“I don’t want to read the book, just tell me what to do.” I’m an avid reader. I spend a large majority of my day reading for work, research, or pleasure. I almost always enjoy reading the book. If you are like me, you probably enjoy reading too. I’m a bit unique in the fact that I almost exclusively read non-fiction. But I enjoy a detailed and carefully informed argument about a topic. Most non-fiction books are just that. Especially the business, lifestyle design, personal finance, or self-help variety. To some extent, long form essays or blogs are similar as well. I actually enjoy reading the details and gaining context to understanding the ‘why’ behind a set of recommendations or suggested actions. Especially when it comes to life change.
But most people are not like me. Most people do not enjoy reading like I do. Well, maybe they enjoy reading their Facebook feed, but any long-form non-fiction is akin to pulling teeth. Trying to get someone else to read a 1,000 word blog post or even a short essay about a topic of interest can be surprisingly hard with some individuals. Most people don’t want to read the book.
When You’ve Discovered Something Profound
Maybe you’ve had this situation before. You’ve found or read something profound and you want someone else to read-implement-understand it. Maybe you read a book that changed your life. Maybe a book on finance, relationships, parenting, or spiritual matters. Something so profound you felt it needed to be shared with a close friend or relative. So, you send them a post or give them a book only to find out it remains unread and unimplemented indefinitely.
I’m sure I’m guilty of this. Since I learn from books, they tend to be one of my favorite gifts. I’ve read quite a collection of self help books over the years. So, often when someone is in need, I have likely read a book that outlines a great solution to their desires. However, I’m not really sure how many of my gifts have actually been utilized. I know a few probably have over the years, but many are likely forgotten and cluttering up some random shelf of a dear friend’s house.
I remember many years ago I started reading ERE and Mr. Money Mustache. I’d already graduated from Total Money Makeover and the basics of personal financial, and I was fascinated by people taking lifestyle efficiency to the next level. It radically changed my perspective; however I had difficulty explaining, with the same nuanced self-deprecation and humor, the ultimate context of financial efficiency or early retirement. It completely changed my approach to life, but I’ve had little luck sharing the information with people that internalize it in a meaningful way.
Personally, I often feel incomplete without understanding the why behind the suggestions.
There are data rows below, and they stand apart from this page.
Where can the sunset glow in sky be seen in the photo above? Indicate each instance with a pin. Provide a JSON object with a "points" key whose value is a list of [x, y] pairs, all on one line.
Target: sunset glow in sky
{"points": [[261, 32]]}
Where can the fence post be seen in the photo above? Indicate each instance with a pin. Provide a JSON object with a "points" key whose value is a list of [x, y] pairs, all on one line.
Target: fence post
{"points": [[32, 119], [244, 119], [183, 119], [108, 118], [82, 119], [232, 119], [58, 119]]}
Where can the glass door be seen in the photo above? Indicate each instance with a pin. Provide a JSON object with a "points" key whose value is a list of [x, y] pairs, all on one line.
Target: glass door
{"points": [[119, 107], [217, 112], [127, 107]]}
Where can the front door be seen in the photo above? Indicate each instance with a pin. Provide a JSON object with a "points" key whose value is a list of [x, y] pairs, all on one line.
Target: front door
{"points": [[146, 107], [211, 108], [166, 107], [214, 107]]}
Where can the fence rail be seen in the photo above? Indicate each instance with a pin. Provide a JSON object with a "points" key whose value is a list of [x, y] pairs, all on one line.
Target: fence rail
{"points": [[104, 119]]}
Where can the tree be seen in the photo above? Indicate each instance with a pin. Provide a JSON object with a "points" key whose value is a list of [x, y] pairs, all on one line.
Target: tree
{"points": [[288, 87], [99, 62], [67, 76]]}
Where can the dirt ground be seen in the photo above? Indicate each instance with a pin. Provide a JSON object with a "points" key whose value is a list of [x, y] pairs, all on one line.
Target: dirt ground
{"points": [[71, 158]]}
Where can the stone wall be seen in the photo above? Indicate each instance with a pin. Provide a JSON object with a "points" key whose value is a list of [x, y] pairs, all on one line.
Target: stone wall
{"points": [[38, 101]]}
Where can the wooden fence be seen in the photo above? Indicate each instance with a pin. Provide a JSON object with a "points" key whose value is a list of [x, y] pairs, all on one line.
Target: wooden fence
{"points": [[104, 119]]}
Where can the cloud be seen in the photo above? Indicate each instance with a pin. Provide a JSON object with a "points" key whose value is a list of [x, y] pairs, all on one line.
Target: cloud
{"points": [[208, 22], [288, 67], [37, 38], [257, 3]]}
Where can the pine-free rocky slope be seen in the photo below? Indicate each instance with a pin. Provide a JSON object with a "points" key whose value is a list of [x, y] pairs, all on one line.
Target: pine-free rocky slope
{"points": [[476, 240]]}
I enjoy books based on the fact that they can really explain the meaning behind a philosophy and back it up with example or data. It certainly helps me internalize the thoughts when I read a well written argument. I work with people every day, trying to help solve their financial problems. Through the blog, outreach, church, or my work, I’m constantly working to help people make better financial decisions. But I see even more people, including many that are close to me, continue to make poor financial decisions that lead to stressful and complicated life situations. In almost every case I’ve tried to instill wisdom through various communications, but often I know books that explain everything perfectly. Unfortunately, the individuals who are often unorganized with their money or life are also unlikely to prioritize reading a book about finance or making their life better.
The ‘Modern’ Podcast/Church/Blog Model
I’ve previously written about my frustrations ‘leading a horse to water‘, but I recently listened to a podcast that reminded me of something I’ve experienced personally. I’d imagine a few individuals reading this blog would identify as spiritual or religious, and many have visited or attend a religious service before. Regardless of your spiritual lean, a lot can be learned from examining how the modern church or bloggers convey knowledge. If you’ve been a big blog follower for long I’m sure you’ve seen almost everyone jump into the podcasting realm. It’s almost become the next step for many writers who’ve written all their evergreen content. The good news is that many people prefer the audio to actually reading on a device. It may be easier to listen to a podcast while driving, cooking, or exercising, than other forms of content. Spiritual organizations have mastered the art of multiple-environment learning. Many utilize learning from sermons, readings, group study, music, fellowship/example, serving, and prayer/mediation. Additional forms of content can be useful for people who do not enjoy your favorite content vehicle.
The Cliff Notes
There are times when even I don’t want the theory- I just want the action steps. I often find this to be the case when I read about different parenting strategies. I enjoy the activities that lead to meaningful change but many become self-evident without understanding the background psychology. The same can be true of other areas I’m interested in but not truly passionate. And luckily for me, although it still requires a bit of reading, our friend Derek Silver put together a comprehensive list of many great books all summarized into the action steps and takeaways. This resource has been helpful for me to identify new content but also to refresh on books I’ve read in the past.
So the takeaway is, if someone has made it midway through life and doesn’t want to read the book, then your gift (of a book) or subtle coxing is unlikely to move them in that direction. My new experiment is thinking through other mediums. When trying to help other people live a better life, information and motivation are often key. So I suppose I’ll try new things. I’ll be looking to documentaries, videos, podcasts, short-form essays, being an example, lunches, and of course ole’ fashion blog posts. I’m also looking for answers, so feel free to comment or let me know if you have found any way to help people who are unlikely to ever read the book.